Paula Guimarães do Montepio Geral lembrou esta frase de Goethe para referir o facto de haver em Portugal 100 mil pessoas incapazes de gerir o seu património mas sem que o Tribunal decida os seus direitos e sem o código civil mudar. Desde 1999 um grupo de juristas faz sugestões ao Ministério da Justiça e à Segurança Social: o problema não é haver novos órgãos mas sim a falta de vontade de trabalhar com os procedimentos actuais. Teresa Cadavez da Provedoria de Justiça explicou que o seu serviço recebe queixas, envia recomendações e defende direitos mas de modo informal. Com idosos cada vez mais pobres e dependentes, são precisas respostas adequadas às situações actuais pois 52 por cento dos contactos na Provedor de Justiça são de idosos.
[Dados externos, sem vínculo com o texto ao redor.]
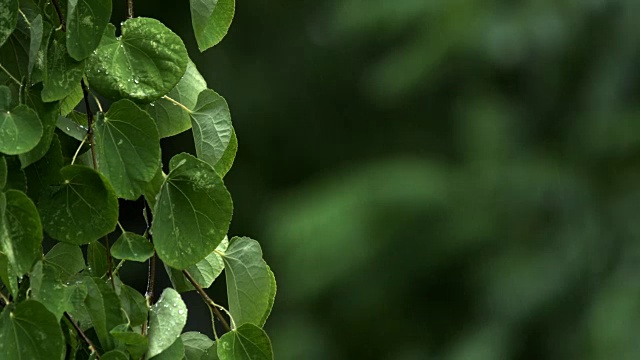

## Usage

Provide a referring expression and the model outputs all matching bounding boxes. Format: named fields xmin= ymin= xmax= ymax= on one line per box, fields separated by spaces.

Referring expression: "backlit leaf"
xmin=145 ymin=60 xmax=207 ymax=138
xmin=189 ymin=0 xmax=236 ymax=52
xmin=87 ymin=17 xmax=189 ymax=102
xmin=218 ymin=324 xmax=273 ymax=360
As queixas de maus tratos passaram de 171 em 2007 a 215 em 2010.
Valter Hugo Mãe lembrou que o seu livro «A máquina de fazer espanhóis» é sobre o Mundo visto por um homem de 84 anos. Depois de recordar a sua relação com a idade (Há uma velhice em mim desde pequeno) e com a escrita (Escrever é um modo mágico de parar o tempo e o efémero) lembrou a infância (Tinha pena das coisas indefesas) e concluiu: «Devíamos crescer para sermos melhores e não para sermos mais tristes».
Zé Pedro (Xutos e Pontapés) advertiu que a música pode e deve unir as pessoas tendo recordado as horas passadas com o pai a ouvir jazz no gira-discos trazido de Hong Kong no regresso de Timor. Depois de afirmar ser a vida uma constante aprendizagem concluiu: «A música acalma as pessoas porque cria paciência e só com paciência se aprende».  Eunice Muñoz, neta de uma actriz e de uma amazona, mãe de seis filhos, actriz consagrada, referiu aspectos da sua personagem (Tia Alice) numa telenovela cujo cenário é uma comunidade piscatória. Depois de referir a sua ligação aos jovens actores (esteve em Cascais com alunos de Carlos Avillez) advertiu: «Devia existir outra estima para com os idosos quando ouvem mal e se deslocam com dificuldade».
No final Ana Gomes sublinhou que as 500 pessoas presentes são veículos da luta contra a violência sobre os idosos pois este encontro é um ponto de partida para ir mais longe. Edmundo Martinho concluiu os trabalhos dando conta das expectativas altas perante recursos escassos – obrigando a Segurança Social a trabalhar cada vez melhor. Finalizou: «Estes dois dias ajudaram a fazer melhor o nosso trabalho; há muitas formas de violência, às vezes no silêncio. Temos muito que aprender».